Roseane Fidealis, 51 ans, et Manuel Salvino, 62 ans, sont soulagés d’avoir quitté la promiscuité du quartier d’Ibura à Recife. Ils y vivaient, disent-ils, coincés entre deux bretelles d’autoroute, entre la violence des trafiquants de drogue et celle des policiers.

« Ici, je me sens en sécurité, c’est tranquille, confie Manuel. Et puis l’avantage, c’est qu’on peut planter, cultiver et consommer ce que l’on a produit. » Le principe du MST est de permettre aux familles de vivre selon le modèle de l’agriculture familiale.

À Recife, Roseane était femme de ménage et Manuel ouvrier dans un élevage porcin, tout en arrondissant ses fins de mois en ramassant des canettes pour les apporter au recyclage. Aujourd’hui, ils ont 2 000 m² de terre sur lesquels ils cultivent des pommes de terre, des ignames, des papayes et des haricots.

Leur neveu de 23 ans, Wallison, les a rejoints il y a un mois.
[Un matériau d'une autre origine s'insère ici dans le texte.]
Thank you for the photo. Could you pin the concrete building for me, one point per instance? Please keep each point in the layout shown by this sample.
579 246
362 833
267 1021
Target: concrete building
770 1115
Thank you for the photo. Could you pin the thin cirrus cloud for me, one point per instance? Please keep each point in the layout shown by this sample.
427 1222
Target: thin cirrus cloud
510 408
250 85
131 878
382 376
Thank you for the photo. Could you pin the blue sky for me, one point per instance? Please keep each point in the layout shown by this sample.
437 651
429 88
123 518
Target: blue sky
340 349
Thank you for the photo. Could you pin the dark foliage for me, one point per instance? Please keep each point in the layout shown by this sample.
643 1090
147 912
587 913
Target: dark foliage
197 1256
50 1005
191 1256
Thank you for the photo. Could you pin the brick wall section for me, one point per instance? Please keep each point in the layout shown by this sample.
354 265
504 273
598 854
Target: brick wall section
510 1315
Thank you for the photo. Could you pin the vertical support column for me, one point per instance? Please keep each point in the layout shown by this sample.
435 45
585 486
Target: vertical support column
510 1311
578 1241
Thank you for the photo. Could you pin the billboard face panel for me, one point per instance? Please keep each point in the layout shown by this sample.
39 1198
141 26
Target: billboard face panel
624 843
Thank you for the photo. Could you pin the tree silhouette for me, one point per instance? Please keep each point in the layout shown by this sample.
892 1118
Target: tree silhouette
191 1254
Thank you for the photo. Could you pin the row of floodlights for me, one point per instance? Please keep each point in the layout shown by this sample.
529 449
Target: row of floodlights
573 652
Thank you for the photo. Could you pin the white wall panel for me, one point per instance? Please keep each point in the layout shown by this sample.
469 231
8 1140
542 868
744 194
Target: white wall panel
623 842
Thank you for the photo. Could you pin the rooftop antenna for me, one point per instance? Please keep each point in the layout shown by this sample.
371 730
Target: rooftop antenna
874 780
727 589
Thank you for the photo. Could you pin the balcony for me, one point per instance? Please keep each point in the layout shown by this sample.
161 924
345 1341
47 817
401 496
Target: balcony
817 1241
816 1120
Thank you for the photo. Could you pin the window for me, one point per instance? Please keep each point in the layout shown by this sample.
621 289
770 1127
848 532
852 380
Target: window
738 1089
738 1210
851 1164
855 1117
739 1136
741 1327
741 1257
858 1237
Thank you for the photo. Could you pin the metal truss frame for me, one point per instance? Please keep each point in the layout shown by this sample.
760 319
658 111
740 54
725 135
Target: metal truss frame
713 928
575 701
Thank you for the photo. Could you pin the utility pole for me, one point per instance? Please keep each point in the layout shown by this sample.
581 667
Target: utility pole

Une mise au vert nécessaire, précise-t-il, pour « arrêter de fréquenter de mauvaises personnes ». Tous les jours, il se rend à Recife, à 40 minutes par le bus, pour vendre du pop-corn dans la rue. Mais il aimerait s’impliquer dans la communauté.

Vivre à 100 % de l’agriculture

Leonido, lui aussi, continue de travailler en ville. Les patates, bananes, maïs, acérolas et la coriandre qu’il cultive servent pour l’instant uniquement à nourrir sa famille. Le but de MST est qu’à terme les ménages puissent vivre entièrement de l’agriculture. 

« Notre modèle, c’est Normandia », déclare Manuel. Située à quelques dizaines de kilomètres de Recife, la communauté de Normandia, créée il y a vingt-sept ans, est l’une des plus abouties. Une quarantaine de familles y vivent de leur production.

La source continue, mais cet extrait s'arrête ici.